How to combine results from two different analyses (different reads lengths and trimming methods) in one taxonomic bar plot

fgara · May 26, 2020, 2:24pm

Hi everyone,

I have two samples from two different NGS machines, one has a read length of about 220 bp while the other one has a read length of about 300 bp.

How can I analyse them separately and combine the results in one taxonomic bar plot?

Many thanks

jwdebelius · May 26, 2020, 3:08pm

Hi @fgara,

My best suggestion is that you denoise and then trim the sequences to the same length. That's been the best meta analysis solution in my experience.

best,
Justine

fgara · May 27, 2020, 11:32am

Hi @jwdebelius

Thank you for your kind reply!
I've tried it (I trimmed the sequences to 220 bp), but it didn't work for me, because I lost so many reads this way:

Sample-32 and sample-35 are the two samples I want to compare together in one taxonomic bar plot. Sample-35 has read lengths of about 220 bp, while the rest are of 250-300 bp.

Is there a way for me to trim and analyse them separately and only combine the results in one taxonomic bar plot?

Many thanks once again for your kind and generous help

jwdebelius · May 27, 2020, 3:00pm

Hi @fgara,

It looks like your mixed run is failing to merge. (DADA2 doesn't particularly like mixed runs either, just FYI). You might need to consider forward sequences only to be able to combine them. You may also find deblur easier, since this provides a fixed sequence length.

Best,
Justine

kmz · May 27, 2020, 3:16pm

You could create feature tables separately, for e.g two tables that have an OTU labels assigned for each sequence. Then you can merge the two feature tables, because it only cares about the OTU labels and not the sequences itself. Maybe this will work? But if you want to use the entire sequence, this method won't work I think.

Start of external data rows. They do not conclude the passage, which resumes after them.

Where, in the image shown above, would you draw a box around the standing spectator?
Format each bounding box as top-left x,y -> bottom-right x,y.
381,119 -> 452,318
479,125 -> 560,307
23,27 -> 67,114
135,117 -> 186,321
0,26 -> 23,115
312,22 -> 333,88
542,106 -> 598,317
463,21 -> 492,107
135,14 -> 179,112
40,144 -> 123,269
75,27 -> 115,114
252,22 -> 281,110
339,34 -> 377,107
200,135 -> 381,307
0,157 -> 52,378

jwdebelius · May 27, 2020, 3:47pm

You can do this, but you tend to still have the length signal, at least in the benchmarking I've seen.

Best,
Justine

fgara · May 28, 2020, 12:14am

Hi @jwdebelius and @kmz,

Thank you both for your kind replies!

Thank you @kmz for your advice on merging feature tables - following your advice, I researched more and found this on the forum:

Also:
https://docs.qiime2.org/2018.8/tutorials/fmt/

First we’ll merge the two FeatureTable[Frequency] artifacts, and then we’ll merge the two FeatureData[Sequence] artifacts. This is possible because the feature ids generated in each run of denoise-single are directly comparable (in this case, the feature id is the md5 hash of the sequence defining the feature).

Wow, creating md5 hash from the actual sequences is such a brilliant idea!
I will try merging the feature tables.

@jwdebelius thank you for sharing your insights - could you kindly explain more about the "length signal" that you mentioned please? Is it a bad thing / will that affect the downstream statistical analysis?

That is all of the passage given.